Requesting to the Muslim Brothers, Don't rush to become Wali, whenever a Muslim Girls comes after run's harrami relationship after long time, with her Kafir Boyfriend & wanted to marry him. Wali is responsibility, you will be accountable on the day of Judgment for sure In Shaa Allah, you will be in big trouble, you will be responsible for everything which goes wrong with her, which you have not concerned about it.

Prophet Mohammed(pbuh) said.

"Every one of you is a shepherd and is responsible for his flock. The leader of the people is a guardian and is responsible for his subjects: a man is the guardian of his family and is responsible for his subjects, a woman is the guardian of her husband's home and of his children and is responsible for them, and the slave of a man is a guardian of his master's property and is responsible for it.
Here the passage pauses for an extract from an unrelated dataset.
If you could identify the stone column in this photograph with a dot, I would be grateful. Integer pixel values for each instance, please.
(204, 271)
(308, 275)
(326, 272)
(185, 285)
Surely, everyone of you is a shepherd and responsible for his flock."
[Sahih Muslim, Book 20, Number 4496]

Be a Wali in true sense, guide them as you guide your own sisters & daughters, don't destroy yours Akhira, you will be accountable for your roles and responsibility, don't become just a name sake wali, having a believe we are saving a Muslim girl, being a wali in her marriage'.

Actually this attitude causing most of the Muslim girls running after kafir boys and later destroying their own worldly life and Akhira, given a incurable wounds, pain to their parents.

How can that girl can be trusted or can be said she is right when she have kicked her own parents taking not as 'wali' & appointing someone else, in order to marry a kafir, they guy who marry her has to be an idiot, when she can stab back her own parents, mercilessly, does she will spare him ?

As Most of the Questions, we were use to received on our page inbox most of the questions asked by the Muslim girls, her boyfriend is Non Muslim and Want marry him & how to convince about Islam.

My answer is Simple:

"Why He will accept Islam when you have shown the lowest character, being a Muslimah, what difference make between you being Muslimah and other girls? Nothing! "

May Allah give Hidaya to our Muslim girls that life is not a Hollywood or Bollywood etc.. Love stories.